Het is dan ook niet vreemd dat Dietzgen in 1872 in een polemiek Marx verdedigt door ‘Das Kapital’ kortweg met Humboldts ‘Kosmos’ te vergelijken. Hij schrijft tegen Heinrich von Sybel. Deze professor had in een voordracht over socialisme en communisme Marx’ stijl bekritiseert. Sybel vond die maar wijdlopig, en dat kwam volgens hem omdat Marx als hegeliaan een ongehoord grote massa feiten terug wil redeneren tot een enkel grondbegrip. Alle feiten moeten passen in de gesloten redenering.
Dat is een discussie waard, en voor Dietzgen zeker een kritiek. Want het raakt de kern van zijn visie op theorievorming, waarin feiten recht moeten worden gedaan en tegelijk de eenheid, de samenhang der dingen moet wordt gevonden en dus benoemd.

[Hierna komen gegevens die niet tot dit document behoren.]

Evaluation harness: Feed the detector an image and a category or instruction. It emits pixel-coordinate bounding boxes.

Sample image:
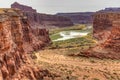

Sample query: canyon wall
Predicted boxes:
[11,2,73,28]
[81,12,120,59]
[0,9,50,80]
[56,12,94,24]
[93,12,120,41]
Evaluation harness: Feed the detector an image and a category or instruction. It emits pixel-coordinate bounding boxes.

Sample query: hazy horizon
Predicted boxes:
[0,0,120,14]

Dit brengt hem bij Humboldt. Hoe kan, zegt hij, het nu een verwijt zijn bij een wetenschappelijke verhandeling dat ‘massa’s van een stof’ tot een grondbegrip worden teruggevoerd? Want was het niet Humboldt die in de inleiding van zijn ‘Kosmos’ als kern van de wetenschap zag in de menigvuldigheid van de natuur een systematische eenheid te ontdekken? Dus, in de theorie uitgedrukt, de menigvuldigheid als ontwikkelingsmomenten van een grondbegrip?
Zo ongeveer, een beetje vrij weergegeven, en het gaat maar om enkele termen uit een langer artikel. Het zegt echter iets over een wetenschap die streng empirisch wil zijn en veel meer behelst dan een optelsom van fragmenten, meer verbanden onderzoekt, en dan inderdaad er soms veel bij moet halen. Het gaat er volgens Dietzgen dan kennistheoretisch om niet stil te staan bij inductie alleen én niet te speculeren buiten de feiten om.

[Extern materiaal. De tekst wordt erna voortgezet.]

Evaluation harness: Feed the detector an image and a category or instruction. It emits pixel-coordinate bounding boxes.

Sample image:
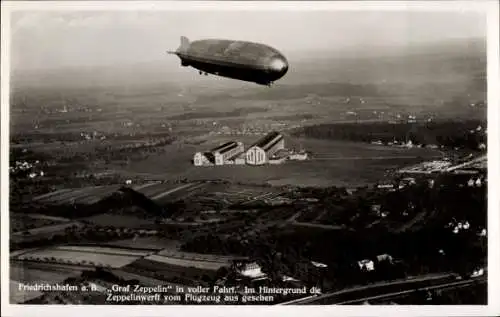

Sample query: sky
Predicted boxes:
[11,11,486,70]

Met andere woorden gaat het om zowel de feiten als het denken, dus de – mogelijk gewaagde – theorievorming recht te doen. Dan tellen denkers als Aristoteles, Humboldt en Marx die in hun tijd met hun kennis meer deden dan ordenen, die hoge eisen stelden, en met hun inzichten nog jaren nadien zorgen voor debat, discussie en het aanzwengelen van de verdere wetenschapsontwikkeling.
Dan kun je nog toevoegen dat het hier ook nog gaat om zo’n eigenzinnige autodidactische leerlooier die zijn inzichten over filosofie en wetenschap met de arbeiders wil delen. Om hen te verheffen, om oude vooroordelen te bestrijden, en om hen via de theoretische invalshoek te wapenen voor de proletarische strijd. Kennis en zelfbewustzijn als proletarische macht.
Dit is durven denken, door de grote geesten en de vakman, de leerlooier.
Genoemde werken/bronnen:
- Joseph Dietzgen, ‘Das Kapital’ von Karl Marx, in Schriften in drei Bänden, Band I, Berlin (DDR) 1961, pag. 1-14.
Oorspronkelijk verschenen in Demokratisches Wochenblatt, Leipzig, augustus-september 1868.
- Joseph Dietzgen, Offener Brief an Heinrich von Sybel, in Schriften in drei Bänden, Band I, pag. 270.
Oorspronkelijk in Der Volksstaat, 17 april 1872.
- Joseph Dietzgen, Es gibt kein Universalgenie, in Joseph Dietzgen, Schriften in drei Bänden, Band II, Akademie Verlag, Berlin (DDR), 1962, pag. 439.
Dit artikel verscheen oorspronkelijk in Der Sozialist, New York, 3 april 1886.